I’d originally intended to capture the roosters myself and keep them in a separate enclosure until her husband Jonas could come for them, but my son Sage developed a sudden lust for bird-catching. I told him he could go over and ask Emma when Jonas would likely be available to come for them—I didn’t want to keep the pair confined for too long, lest they overheat and/or kill each other—but somehow the query came out as “Jonas needs to come get the roosters NOW.”
Emma, being the obliging soul she is, immediately sought out Jonas in his woodshop. He dropped what he was doing (not literally, fortunately) and strode briskly to our house to accomplish his mission.
His mission was not an easy one; although he caught one rooster fairly quickly and put it in the cardboard box I’d proffered, the other was as canny as he was obnoxious. He made a run for it.
Jonas tried his best to corner the fugitive, but the bird was eerily dexterous. He darted madly around the pen and, when Jonas almost had him, leapt super-fowl-like over the tall fence, leaving Jonas in the pen with a handful of feathers.
My dog Chaussette sensed that it was her time to shine. She took over the chase, and soon white bird and black dog were hurtling across the yard like a bi-colored comet.
Unfortunately for the rooster, his stamina was confined to his crowing abilities.

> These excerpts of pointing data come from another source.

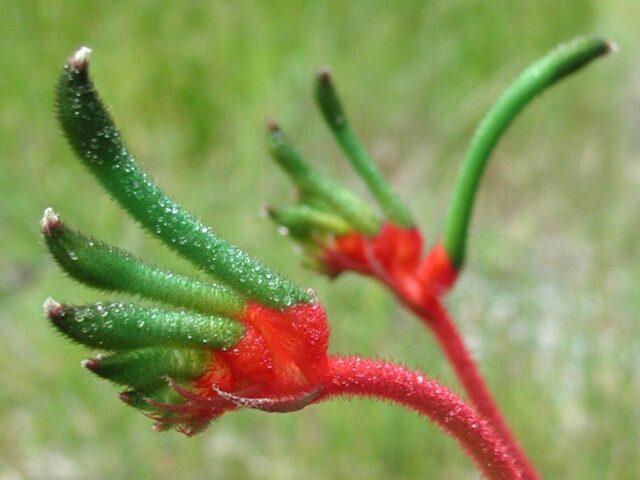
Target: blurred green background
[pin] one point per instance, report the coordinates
(550, 298)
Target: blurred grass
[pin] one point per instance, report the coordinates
(550, 299)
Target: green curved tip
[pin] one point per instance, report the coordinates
(92, 133)
(107, 267)
(556, 65)
(335, 117)
(312, 184)
(122, 326)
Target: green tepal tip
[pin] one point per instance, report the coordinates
(122, 326)
(95, 139)
(348, 205)
(329, 103)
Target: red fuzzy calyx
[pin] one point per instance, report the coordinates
(279, 364)
(393, 256)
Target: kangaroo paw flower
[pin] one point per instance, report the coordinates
(249, 334)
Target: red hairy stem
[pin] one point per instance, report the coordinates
(394, 258)
(436, 318)
(354, 376)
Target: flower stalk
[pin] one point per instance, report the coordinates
(393, 255)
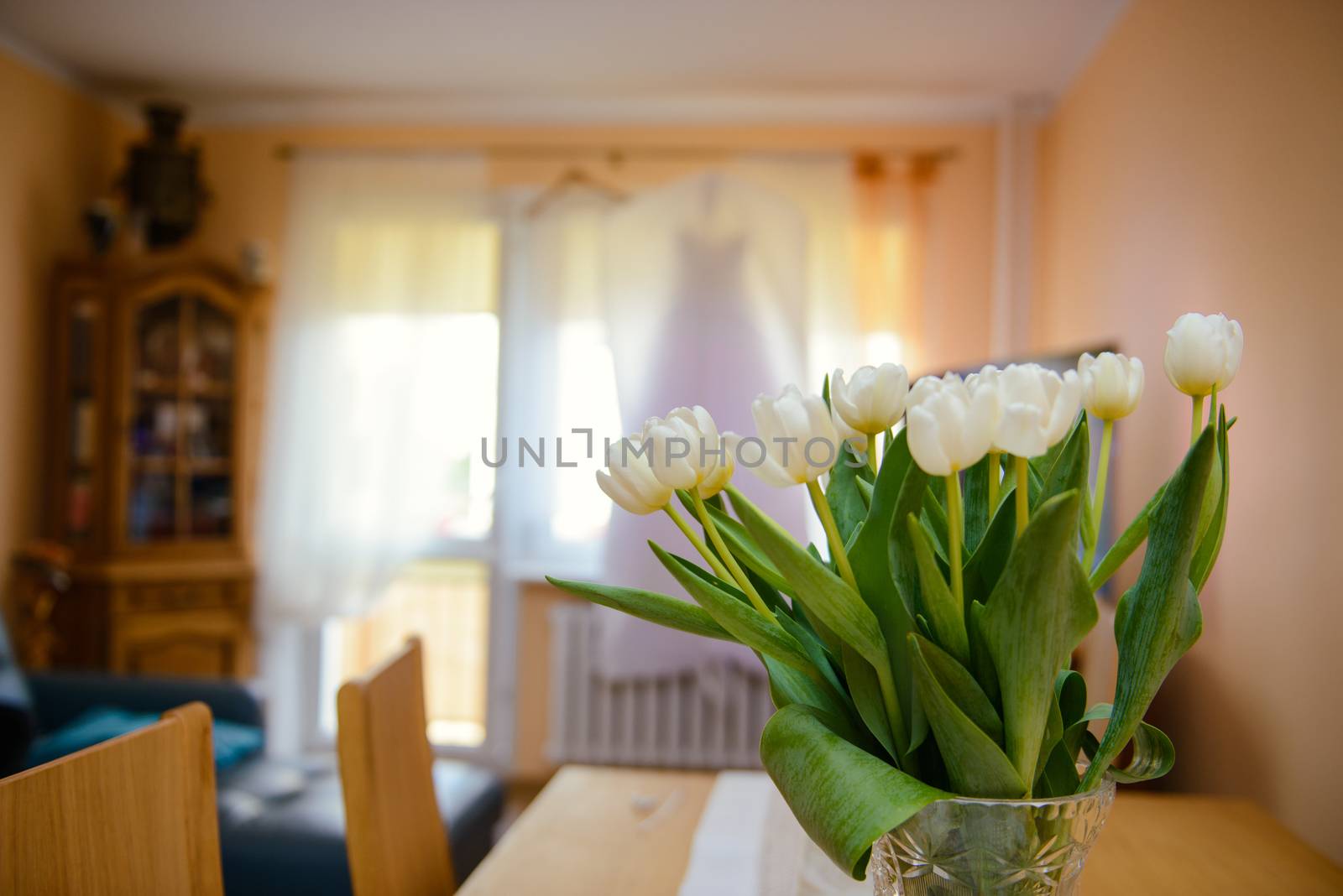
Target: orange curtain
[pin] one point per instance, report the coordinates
(891, 243)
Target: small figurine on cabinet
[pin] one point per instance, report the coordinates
(161, 181)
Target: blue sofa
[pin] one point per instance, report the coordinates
(281, 821)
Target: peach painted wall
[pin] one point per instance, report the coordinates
(250, 188)
(1197, 164)
(55, 154)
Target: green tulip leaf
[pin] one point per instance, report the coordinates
(975, 765)
(825, 595)
(844, 797)
(1159, 618)
(814, 649)
(789, 685)
(651, 607)
(944, 612)
(986, 565)
(739, 542)
(978, 513)
(735, 615)
(865, 691)
(1038, 613)
(865, 491)
(980, 660)
(960, 687)
(1128, 541)
(1154, 754)
(1210, 537)
(897, 491)
(846, 504)
(1068, 464)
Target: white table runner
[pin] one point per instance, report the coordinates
(749, 844)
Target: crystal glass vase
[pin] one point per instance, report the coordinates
(1000, 847)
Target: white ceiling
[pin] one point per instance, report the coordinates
(255, 56)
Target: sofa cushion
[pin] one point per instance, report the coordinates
(280, 840)
(233, 742)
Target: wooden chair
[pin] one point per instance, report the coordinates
(129, 815)
(394, 832)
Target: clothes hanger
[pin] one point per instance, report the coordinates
(571, 179)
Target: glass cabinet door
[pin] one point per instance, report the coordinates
(84, 357)
(181, 419)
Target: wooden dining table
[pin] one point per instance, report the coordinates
(624, 832)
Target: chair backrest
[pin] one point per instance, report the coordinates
(133, 815)
(394, 832)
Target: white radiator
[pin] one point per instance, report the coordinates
(708, 719)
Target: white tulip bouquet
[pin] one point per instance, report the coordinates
(927, 652)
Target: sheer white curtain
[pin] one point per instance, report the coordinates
(559, 378)
(707, 295)
(383, 362)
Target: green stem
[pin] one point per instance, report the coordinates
(1197, 421)
(1022, 494)
(743, 582)
(994, 471)
(1107, 435)
(955, 533)
(828, 521)
(891, 701)
(719, 569)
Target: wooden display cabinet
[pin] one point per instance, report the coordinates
(154, 414)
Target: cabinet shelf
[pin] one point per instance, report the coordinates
(154, 392)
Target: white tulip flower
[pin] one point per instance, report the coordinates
(688, 452)
(1204, 353)
(857, 440)
(1037, 408)
(798, 440)
(872, 400)
(1111, 384)
(950, 428)
(630, 482)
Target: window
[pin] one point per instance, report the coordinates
(447, 605)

He soon wore himself out and desperately sought refuge in some weeds, where Jonas—surprisingly agile for a white-bearded man in his seventies—crawled in and emerged with a feebly struggling bird.
The rooster made a few moaning noises (which would have broken my heart with guilt had the creature not woken me up so often), but Jonas did a magical chicken-whisperer move, and the bird settled down. He rode docilely to his fate tucked under Jonas’s arm, while I followed with the box-bound bird.
I thanked Jonas profusely for his trouble, which he graciously insisted was none. To be honest, judging by the predatory gleam in his eye during the chase, I think he’d enjoyed himself as much as Chaussette had.
I didn’t actually witness the culmination of the Hit, but I can safely assume that the roosters are now sojourning in the Stewpot in the Sky.
The next day, Emma asked me if I’d like some meat from the birds, but I refused. The birds weren’t that big—there couldn’t have been much ON them—and Jonas had earned every scrap of what there was. “Besides,” I told her, “You have given me the greatest gift of all: The gift of silence. That’s worth all the rooster meat in the world.”
She wasn’t comfortable sending me home empty-handed, though, so she gave me two cucumbers and a giant tomato.
And the vegetables have been blessedly, blessedly quiet.